I’m a bit of a romantic and won’t lie that I’m looking for love. I want the forever kind of love… one that I’m not sure even exists in this day and age. My parents had a love that burned so brightly it encompassed everyone around them. That’s what I want.

Hopefully, my words don’t scare you off, but I suppose if they do, then we aren’t a perfect match, are we? I have so many questions for you, but I don’t want to overwhelm you. So I’ll start small… what’s your favorite color? Mine is pink… but it changes with my mood.

Hopefully optimistic,

Olive

I reread the letter three more times, soaking in everything. She’s not only looking to fall in love; she’s looking for her one and only. Taking this letter from Rita makes me the biggest dick in all of New York, worse than any of those guys she’s dated.

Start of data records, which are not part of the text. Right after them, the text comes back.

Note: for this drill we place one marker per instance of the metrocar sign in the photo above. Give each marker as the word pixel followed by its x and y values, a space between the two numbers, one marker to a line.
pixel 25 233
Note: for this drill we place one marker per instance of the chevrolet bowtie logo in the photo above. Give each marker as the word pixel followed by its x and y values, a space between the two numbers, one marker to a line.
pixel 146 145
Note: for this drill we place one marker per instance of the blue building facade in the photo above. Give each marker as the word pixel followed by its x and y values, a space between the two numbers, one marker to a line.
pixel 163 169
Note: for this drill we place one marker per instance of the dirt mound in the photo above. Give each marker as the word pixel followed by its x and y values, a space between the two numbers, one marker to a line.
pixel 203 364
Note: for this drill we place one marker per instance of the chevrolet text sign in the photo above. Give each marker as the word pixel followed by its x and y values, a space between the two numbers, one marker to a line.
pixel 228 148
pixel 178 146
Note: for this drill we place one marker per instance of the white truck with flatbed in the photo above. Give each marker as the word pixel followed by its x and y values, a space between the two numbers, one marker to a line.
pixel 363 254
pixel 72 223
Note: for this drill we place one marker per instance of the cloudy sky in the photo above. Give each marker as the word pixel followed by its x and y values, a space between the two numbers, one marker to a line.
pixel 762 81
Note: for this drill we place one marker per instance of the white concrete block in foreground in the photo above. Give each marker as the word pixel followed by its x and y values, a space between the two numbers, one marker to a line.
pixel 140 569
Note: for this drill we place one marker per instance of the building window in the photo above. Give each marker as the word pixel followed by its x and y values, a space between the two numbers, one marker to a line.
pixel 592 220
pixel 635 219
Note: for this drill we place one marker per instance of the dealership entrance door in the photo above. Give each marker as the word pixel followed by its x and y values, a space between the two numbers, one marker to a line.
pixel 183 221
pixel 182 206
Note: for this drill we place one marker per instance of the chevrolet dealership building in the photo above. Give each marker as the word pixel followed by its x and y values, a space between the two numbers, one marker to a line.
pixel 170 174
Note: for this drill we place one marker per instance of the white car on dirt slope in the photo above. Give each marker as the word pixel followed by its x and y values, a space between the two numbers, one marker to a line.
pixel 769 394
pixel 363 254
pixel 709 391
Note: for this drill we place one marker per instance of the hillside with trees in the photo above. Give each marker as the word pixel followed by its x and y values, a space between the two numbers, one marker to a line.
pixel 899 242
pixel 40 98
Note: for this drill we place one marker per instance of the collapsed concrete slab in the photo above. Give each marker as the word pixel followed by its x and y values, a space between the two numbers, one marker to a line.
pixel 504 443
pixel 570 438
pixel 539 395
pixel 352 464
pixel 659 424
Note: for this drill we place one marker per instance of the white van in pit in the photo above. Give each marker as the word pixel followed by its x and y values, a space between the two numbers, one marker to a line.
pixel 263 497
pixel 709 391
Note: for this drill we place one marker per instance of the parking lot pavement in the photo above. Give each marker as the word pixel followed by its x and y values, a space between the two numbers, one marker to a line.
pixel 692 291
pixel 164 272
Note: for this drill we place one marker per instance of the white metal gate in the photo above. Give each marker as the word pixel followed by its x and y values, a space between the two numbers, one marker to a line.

That nasty feeling of guilt swamps me again. If I were a better man, I would give the letter back, but I’m not a better man.

CHAPTER

FIVE

OLIVE

It’s beenfive days since I delivered my letter to Rita. Five days since I bumped into the man who has single-handedly rekindled my muse. After weeks of no words, they are flowing like magic. It’s a wonderful feeling… every morning I wake up craving the feel of the keys under my fingers. It’s been a good distraction for my anxiety of awaiting a response to my letter.

To say I’m anxious is an understatement. It took me ten tries and countless hours to draft my letter. The whole process seems so romantic until you sit down to write a letter to a stranger. It was a lot harder than I expected. The letter is my first impression and, as they say, first impressions are everything.